POLECAMY: UE sprzeciwiła się całkowitemu zakazowi importu rosyjskiego LNG – donoszą media
W listopadzie ubiegłego roku niemieckie Ministerstwo Gospodarki zakazało operatorowi terminalu LNG Deutsche Energy Terminal przyjmowania dostaw z Rosji „do odwołania” w celu „ochrony kluczowych interesów publicznych”. Wcześniej Financial Times napisał, powołując się na powiadomienie ministerstwa, że stało się to po tym, jak firma ogłosiła wysyłkę rosyjskiego LNG w terminalu Brunsbüttel.

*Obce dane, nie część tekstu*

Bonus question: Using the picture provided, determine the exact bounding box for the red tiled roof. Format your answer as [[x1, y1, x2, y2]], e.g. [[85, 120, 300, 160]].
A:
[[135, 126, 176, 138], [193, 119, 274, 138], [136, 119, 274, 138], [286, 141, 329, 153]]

„Jeśli mówimy o nowych obiektach, wystarczy po prostu zakazać rosyjskiego gazu, tak jak robią to Niemcy. Jednocześnie, jeśli mówimy o istniejących obiektach z istniejącymi umowami, nie jest to takie proste. Oznacza to, że w Niemczech nie ma nowych kontraktów na dostawy rosyjskiego gazu, co jest dobre. Jednak nadal poprzez przeładunek (w Belgii – red.) wolumeny rosyjskiego LNG nadal płyną do Niemiec” – powiedział minister.
Belgijski minister wypowiadał się podczas wysłuchania na temat niedoboru gazu na rynku europejskim spowodowanego zaprzestaniem tranzytu gazu rurociągowego przez terytorium Ukrainy. Deputowani omówili również z ministrem wejście w życie pod koniec marca przepisów 14. pakietu sankcji UE, które zakazują przeładunku LNG pochodzenia rosyjskiego w portach europejskich w interesie państw spoza UE.